30/06/2020

Line Rider

Wheeeeee?




Many games allow players to get creative using inbuilt tools. Maps. Characters. Even whole games, built within other games. But how many of us don't bother? No matter how easy the tools are to use, we know other people have more time, energy, skill, and desire to put us to shame. There is, perhaps, no better demonstration of this than Line Rider.





Funstrations


Line Rider is incredibly simple to get your head around. You draw lines which a guy on a sled follows until he crashes. Slopes, jumps, walls, whatever you threw at him, he'd try and tackle, his momentum carrying him as far as the underlying physics would allow.

But it was also a Flash game, and in 2020, you've got to hunt them down. I was able to play the Beta for Line Rider salvaged from the Internet and preserved as part of Flashpoint, an effort to keep old Flash games and animations alive, well after the death of Flash itself.

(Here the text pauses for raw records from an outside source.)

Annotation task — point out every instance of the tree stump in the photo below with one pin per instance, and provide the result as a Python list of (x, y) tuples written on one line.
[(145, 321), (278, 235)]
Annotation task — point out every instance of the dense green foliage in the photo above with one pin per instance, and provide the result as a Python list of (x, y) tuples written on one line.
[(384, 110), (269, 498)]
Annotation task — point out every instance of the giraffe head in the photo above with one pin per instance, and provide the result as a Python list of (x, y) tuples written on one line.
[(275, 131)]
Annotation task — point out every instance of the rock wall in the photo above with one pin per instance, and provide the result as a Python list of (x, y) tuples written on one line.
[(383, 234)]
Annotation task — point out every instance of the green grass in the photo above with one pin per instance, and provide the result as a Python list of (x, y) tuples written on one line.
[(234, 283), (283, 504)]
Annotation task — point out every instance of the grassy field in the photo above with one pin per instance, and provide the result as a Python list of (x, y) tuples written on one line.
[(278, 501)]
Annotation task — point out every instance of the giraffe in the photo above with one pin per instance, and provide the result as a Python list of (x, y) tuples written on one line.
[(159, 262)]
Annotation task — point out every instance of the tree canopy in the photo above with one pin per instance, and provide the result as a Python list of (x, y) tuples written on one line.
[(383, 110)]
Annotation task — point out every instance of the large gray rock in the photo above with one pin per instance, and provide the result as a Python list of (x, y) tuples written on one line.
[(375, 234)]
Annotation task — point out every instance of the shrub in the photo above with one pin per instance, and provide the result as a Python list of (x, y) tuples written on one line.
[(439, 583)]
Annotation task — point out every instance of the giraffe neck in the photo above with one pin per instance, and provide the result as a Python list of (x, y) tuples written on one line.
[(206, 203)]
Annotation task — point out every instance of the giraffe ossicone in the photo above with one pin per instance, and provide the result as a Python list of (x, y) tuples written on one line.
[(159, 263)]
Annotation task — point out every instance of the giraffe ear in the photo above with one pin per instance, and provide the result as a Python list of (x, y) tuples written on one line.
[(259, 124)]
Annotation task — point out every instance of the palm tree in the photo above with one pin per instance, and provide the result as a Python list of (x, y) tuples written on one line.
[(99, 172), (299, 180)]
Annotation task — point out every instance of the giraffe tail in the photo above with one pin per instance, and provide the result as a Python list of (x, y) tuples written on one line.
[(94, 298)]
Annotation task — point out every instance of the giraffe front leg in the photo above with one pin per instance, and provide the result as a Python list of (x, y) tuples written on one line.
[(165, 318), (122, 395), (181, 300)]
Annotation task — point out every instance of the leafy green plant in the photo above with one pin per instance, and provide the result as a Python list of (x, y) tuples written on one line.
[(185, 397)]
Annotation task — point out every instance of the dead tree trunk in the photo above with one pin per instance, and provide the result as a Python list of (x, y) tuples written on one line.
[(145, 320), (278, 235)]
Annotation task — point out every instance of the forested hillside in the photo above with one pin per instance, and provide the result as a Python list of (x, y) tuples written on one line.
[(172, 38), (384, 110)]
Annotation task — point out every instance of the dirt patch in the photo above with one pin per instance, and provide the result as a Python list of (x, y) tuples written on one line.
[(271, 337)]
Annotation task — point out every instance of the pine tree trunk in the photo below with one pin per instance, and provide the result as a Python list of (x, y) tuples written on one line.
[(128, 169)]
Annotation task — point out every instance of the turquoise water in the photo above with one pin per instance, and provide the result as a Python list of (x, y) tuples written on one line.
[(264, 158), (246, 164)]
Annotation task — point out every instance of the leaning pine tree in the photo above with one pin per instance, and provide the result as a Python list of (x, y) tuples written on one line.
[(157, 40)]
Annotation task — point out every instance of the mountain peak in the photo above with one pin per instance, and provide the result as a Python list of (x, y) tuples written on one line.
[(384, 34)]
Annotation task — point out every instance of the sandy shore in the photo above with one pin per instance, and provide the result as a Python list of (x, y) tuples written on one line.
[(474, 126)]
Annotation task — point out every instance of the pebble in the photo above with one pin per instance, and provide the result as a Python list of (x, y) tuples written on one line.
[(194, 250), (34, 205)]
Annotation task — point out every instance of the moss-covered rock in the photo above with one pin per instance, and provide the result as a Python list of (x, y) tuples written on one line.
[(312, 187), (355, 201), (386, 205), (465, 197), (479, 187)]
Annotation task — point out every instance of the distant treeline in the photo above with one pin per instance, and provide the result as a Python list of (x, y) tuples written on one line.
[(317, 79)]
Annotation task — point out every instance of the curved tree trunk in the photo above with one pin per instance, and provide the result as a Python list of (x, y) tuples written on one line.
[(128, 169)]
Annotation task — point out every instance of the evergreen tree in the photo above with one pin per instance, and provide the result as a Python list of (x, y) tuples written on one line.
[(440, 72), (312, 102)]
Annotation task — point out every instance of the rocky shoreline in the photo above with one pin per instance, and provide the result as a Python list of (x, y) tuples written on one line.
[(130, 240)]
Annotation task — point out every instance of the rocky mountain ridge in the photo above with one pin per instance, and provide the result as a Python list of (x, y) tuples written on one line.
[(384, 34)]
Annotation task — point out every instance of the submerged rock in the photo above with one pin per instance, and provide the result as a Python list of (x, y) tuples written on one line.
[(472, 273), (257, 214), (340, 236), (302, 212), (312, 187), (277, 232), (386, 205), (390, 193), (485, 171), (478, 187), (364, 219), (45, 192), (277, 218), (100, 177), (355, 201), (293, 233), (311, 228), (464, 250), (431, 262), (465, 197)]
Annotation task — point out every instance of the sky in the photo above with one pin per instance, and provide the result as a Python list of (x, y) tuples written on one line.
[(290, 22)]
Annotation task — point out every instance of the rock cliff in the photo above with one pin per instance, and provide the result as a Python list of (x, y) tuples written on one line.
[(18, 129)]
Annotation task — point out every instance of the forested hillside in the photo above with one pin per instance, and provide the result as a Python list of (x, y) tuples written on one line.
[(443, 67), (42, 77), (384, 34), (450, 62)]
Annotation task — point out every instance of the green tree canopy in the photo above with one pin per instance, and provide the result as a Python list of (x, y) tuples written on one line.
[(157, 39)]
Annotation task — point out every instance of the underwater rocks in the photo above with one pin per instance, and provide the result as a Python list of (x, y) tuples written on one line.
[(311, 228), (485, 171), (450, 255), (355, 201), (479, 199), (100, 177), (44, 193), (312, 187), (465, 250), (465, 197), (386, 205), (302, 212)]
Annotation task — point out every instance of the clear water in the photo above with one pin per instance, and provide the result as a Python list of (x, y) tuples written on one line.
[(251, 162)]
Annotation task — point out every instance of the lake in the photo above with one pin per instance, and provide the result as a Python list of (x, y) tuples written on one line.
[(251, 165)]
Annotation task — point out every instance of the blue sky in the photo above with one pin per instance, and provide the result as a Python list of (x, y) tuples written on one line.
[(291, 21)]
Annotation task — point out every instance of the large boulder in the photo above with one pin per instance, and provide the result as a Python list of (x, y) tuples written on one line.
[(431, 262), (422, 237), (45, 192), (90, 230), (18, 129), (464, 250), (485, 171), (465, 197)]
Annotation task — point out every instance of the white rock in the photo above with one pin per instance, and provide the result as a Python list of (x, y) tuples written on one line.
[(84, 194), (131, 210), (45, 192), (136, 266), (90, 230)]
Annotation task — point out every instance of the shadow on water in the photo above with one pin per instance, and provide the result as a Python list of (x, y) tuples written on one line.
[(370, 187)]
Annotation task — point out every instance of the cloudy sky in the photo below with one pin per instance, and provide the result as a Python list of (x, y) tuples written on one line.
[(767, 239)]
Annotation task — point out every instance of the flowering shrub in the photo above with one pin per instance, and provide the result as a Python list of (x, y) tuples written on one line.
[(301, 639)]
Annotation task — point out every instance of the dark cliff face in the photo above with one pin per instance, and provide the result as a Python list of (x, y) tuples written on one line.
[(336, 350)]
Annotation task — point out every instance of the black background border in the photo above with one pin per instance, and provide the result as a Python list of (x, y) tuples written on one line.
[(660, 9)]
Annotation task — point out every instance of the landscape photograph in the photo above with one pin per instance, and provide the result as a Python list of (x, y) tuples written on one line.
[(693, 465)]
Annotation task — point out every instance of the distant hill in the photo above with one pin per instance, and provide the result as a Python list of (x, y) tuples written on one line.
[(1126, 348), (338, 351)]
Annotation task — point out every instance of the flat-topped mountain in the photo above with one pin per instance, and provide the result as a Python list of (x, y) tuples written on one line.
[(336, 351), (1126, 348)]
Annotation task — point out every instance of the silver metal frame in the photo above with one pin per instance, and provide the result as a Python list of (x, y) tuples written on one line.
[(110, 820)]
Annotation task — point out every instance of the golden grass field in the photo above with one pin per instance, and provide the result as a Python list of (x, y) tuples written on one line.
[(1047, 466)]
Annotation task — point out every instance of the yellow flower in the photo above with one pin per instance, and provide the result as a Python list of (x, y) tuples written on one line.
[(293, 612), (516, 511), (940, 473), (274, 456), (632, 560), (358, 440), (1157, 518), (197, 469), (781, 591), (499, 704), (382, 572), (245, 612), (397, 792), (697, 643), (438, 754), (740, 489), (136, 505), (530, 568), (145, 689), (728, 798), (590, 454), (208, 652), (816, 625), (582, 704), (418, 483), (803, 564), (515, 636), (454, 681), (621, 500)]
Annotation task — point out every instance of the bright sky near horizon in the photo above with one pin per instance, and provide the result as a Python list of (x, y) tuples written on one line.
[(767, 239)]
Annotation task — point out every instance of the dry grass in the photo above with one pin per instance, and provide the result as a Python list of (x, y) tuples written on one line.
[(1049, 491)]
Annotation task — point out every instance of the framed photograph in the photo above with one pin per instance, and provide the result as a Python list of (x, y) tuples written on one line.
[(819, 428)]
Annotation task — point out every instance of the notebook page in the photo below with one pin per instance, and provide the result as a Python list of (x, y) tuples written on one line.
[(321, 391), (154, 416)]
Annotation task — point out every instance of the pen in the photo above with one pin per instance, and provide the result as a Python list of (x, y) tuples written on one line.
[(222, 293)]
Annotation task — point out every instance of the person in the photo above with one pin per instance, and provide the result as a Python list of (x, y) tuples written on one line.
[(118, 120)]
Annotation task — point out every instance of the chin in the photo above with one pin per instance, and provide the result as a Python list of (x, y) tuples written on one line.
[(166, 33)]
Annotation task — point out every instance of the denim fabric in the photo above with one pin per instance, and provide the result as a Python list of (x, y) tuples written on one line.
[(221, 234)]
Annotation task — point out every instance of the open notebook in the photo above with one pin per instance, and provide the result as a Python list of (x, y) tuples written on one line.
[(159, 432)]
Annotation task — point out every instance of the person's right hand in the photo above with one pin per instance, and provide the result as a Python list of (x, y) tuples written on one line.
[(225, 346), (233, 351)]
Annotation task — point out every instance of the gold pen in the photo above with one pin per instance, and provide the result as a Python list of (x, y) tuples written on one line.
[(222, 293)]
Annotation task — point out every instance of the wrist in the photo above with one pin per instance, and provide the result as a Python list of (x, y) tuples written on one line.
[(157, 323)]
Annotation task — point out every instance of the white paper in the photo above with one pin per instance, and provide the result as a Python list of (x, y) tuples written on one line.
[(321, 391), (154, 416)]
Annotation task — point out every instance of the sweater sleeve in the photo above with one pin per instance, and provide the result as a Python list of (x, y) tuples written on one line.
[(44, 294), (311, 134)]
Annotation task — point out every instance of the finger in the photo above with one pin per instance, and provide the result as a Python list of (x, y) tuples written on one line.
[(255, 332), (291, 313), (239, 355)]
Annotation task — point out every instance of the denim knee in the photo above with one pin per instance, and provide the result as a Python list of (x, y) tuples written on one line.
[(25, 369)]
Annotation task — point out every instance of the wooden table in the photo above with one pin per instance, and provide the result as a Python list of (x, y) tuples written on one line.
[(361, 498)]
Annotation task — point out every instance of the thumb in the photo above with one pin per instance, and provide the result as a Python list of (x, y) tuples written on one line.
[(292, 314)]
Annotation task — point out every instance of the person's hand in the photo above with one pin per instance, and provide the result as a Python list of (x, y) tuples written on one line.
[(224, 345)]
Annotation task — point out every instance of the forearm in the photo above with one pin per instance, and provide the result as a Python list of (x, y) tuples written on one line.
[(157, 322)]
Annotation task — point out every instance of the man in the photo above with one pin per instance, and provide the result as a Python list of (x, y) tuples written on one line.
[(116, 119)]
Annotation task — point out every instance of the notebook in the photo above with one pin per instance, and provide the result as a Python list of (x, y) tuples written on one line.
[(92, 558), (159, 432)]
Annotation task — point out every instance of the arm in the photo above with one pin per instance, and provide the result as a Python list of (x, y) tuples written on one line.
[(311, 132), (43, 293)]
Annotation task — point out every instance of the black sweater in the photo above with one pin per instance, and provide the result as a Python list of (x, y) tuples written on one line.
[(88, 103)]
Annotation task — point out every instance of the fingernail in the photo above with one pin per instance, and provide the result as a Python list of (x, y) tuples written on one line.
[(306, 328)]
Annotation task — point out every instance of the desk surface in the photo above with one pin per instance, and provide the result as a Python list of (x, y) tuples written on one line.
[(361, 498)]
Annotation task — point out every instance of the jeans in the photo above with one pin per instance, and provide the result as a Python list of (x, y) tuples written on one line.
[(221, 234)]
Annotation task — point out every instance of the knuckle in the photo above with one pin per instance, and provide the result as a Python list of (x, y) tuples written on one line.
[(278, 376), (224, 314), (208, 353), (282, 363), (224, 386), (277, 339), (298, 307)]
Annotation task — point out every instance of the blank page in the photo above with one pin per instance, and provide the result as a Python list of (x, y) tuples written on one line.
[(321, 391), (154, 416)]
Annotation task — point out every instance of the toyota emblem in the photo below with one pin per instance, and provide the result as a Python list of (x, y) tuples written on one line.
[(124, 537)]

To give you an idea of how far Flash has fallen, and how much we've all forgotten about it, I'm using Flashpoint 6.1 when the latest version is already Flashpoint 8.0. I need Flash so little in my life that even the efforts to preserve it are being forgotten.

And yet Line Rider stands firm in our memories.




Why is that? All we ever did on it was draw a few lines, hit play, watch the rider fall over and call it a day. I was bored after just a few minutes here, but I was bored for one reason above all others: I knew I'd never had the time, patience, or even need to put in the insane amount of effort required to make Line Rider sing.




Search YouTube for Line Rider and you'll find videos stretching back years of increasingly elaborate, gargantuan runs. Often accompanied by music that coincides with the action on screen, each jump and landing occurring on the beat, when a line (or a few thousand of them) is drawn by the hand of a skilled, devoted artist, Line Rider is like nothing else.

I got bored of Line Rider because a very dedicated few are not, and it's hard not to compare your pathetic efforts to their insane creations.


Final Word


If you can find a version of Line Rider that doesn't exist on a Nintendo console, play around with it before searching YouTube. I know that's quite hard when I've embedded an hours-worth of Line Rider just a few paragraphs above, but do try - because playing Line Rider afterwards is a whole lot different.

I remember my experiences with mid-noughties Flash games. I know the classics. I admire the oddities. And I know that even then, I didn't spend any great length of time with Line Rider.

You get back what you put it, I guess. I never put much in, and seeing what I've seen of Line Rider since, I know I never will.


Fun Facts


The creator prefers to describe Line Rider as a 'toy', rather than a 'game'. Clearly, the editors of the 1001 list beg to differ.

Line Rider, developed by Boštjan Čadež, first released in 2006.
Version played: Line Rider Beta 2, Flash, 2006, via Flashpoint.